Que el miedo, o la esperanza, hagan disminuir la indiferencia.

Inmiscuirse en política ha tenido mala fama en nuestro país, y no en balde. ¿Para cuántos el precio ha sido la muerte, la desaparición o el exilio? La estrategia más constante de quienes han llevado las riendas del país ha sido, precisamente, desalentar al ciudadano de hacer política, de interesarse por la cosa pública, de informarse, cuestionar o proponer.

Si bien haya quizás momentos más o menos propicios para entrar en política, creemos que, para desentenderse de ella, todo momento es inoportuno.

Y de todos los momentos inoportunos, el que estamos viviendo es el más grave.

Nos encontramos al borde de un rompimiento irreparable. Aunque herederas de nuestros defectos, nuestras instituciones son los instrumentos que hemos diseñado para regular nuestra vida en común. De todas esas instituciones, la Corte de Constitucionalidad es la que está llamada a defender ese acuerdo político, nuestra Constitución. Con apenas 33 años de edad, es uno de los acuerdos más longevos que como nación hemos logrado hacer respetar. Hoy esta institución corre peligro y no puede defenderse sola.

Nos mantenemos tan alejados de la cosa pública que esto se nos olvida. Queremos hoy invitarlos a leer el siguiente extracto de Sobre la tiranía, de Timothy Snyder, para que recordemos que esto nos atañe. Y que el país nos necesita. 

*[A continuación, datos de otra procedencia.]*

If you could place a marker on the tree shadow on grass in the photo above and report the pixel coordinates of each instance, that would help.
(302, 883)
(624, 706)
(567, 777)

Defiende las instituciones

Son las instituciones las que nos ayudan a conservar la decencia. Ellas también necesitan nuestra ayuda. No hables de «nuestras instituciones» a menos que las hagas tuyas por el procedimiento de actuar en su nombre. Las instituciones no se protegen a sí mismas. Caen una tras otra a menos que cada una de ellas sea defendida desde el principio. De modo que elige una institución que te importe – un tribunal, un periódico, una legislación, un sindicato– y ponte de su parte.

Tendemos a presuponer que las instituciones se sostendrán automáticamente incluso frente a los ataques más directos. Ése fue justamente el error que cometieron muchos judíos alemanes respecto a Hitler y los nazis después de que formaran gobierno. Por ejemplo, el 2 de febrero de 1933, un importante periódico para lectores judíos alemanes publicaba un editorial donde manifestaba su desatinada confianza:

No suscribimos el punto de vista de que el señor Hitler y sus amigos, que por fin están en posesión del poder que tanto tiempo llevaban deseando, vayan a poner en práctica las propuestas que circulan [en los periódicos nazis]: no van a privar a los judíos de sus derechos constitucionales, ni a encerrarlos en guetos, ni a someterlos a los impulsos envidiosos y homicidas del populacho de la noche a la mañana. No pueden hacerlo porque hay numerosos factores cruciales que ponen freno a sus poderes […] y claramente ellos no quieren ir por ese camino. Cuando uno actúa como una potencia europea, todo el entorno tiende a la reflexión ética sobre su mejor yo, y a no insistir en sus antiguas posturas de oposición.

Ése era el punto de vista de muchas personas razonables en 1933, igual que lo es hoy en día de muchas personas razonables. El error consiste en presuponer que los gobernantes que han accedido al poder a través de las instituciones no pueden modificar ni destruir esas mismas instituciones –aunque eso sea exactamente lo que han anunciado que van a hacer. A veces los revolucionarios sí pretenden destruir todas las instituciones simultáneamente. Ése fue el enfoque de los bolcheviques rusos. A veces se priva a las instituciones de vitalidad y de funciones, se las convierte en un simulacro de lo que eran antaño, de modo que se ajustan al nuevo orden en vez de resistirse a él. Es lo que los nazis denominaban Gleischschaltung (coordinación).

Hizo falta menos de un año para que se consolidara el nuevo orden nazi. A finales de 1933 Alemania ya se había convertido en un Estado de partido único donde las instituciones más importantes habían sido doblegadas. En noviembre de aquel año, las autoridades alemanas celebraron elecciones parlamentarias (sin oposición) y un referéndum (sobre un asunto del que todo el mundo sabía cuál era la respuesta «correcta») para confirmar el nuevo orden. Algunos judíos alemanes votaron como los líderes nazis querían que lo hicieran, con la esperanza de que aquel gesto de lealtad estableciera un vínculo entre ellos y el nuevo sistema. Era una esperanza vana.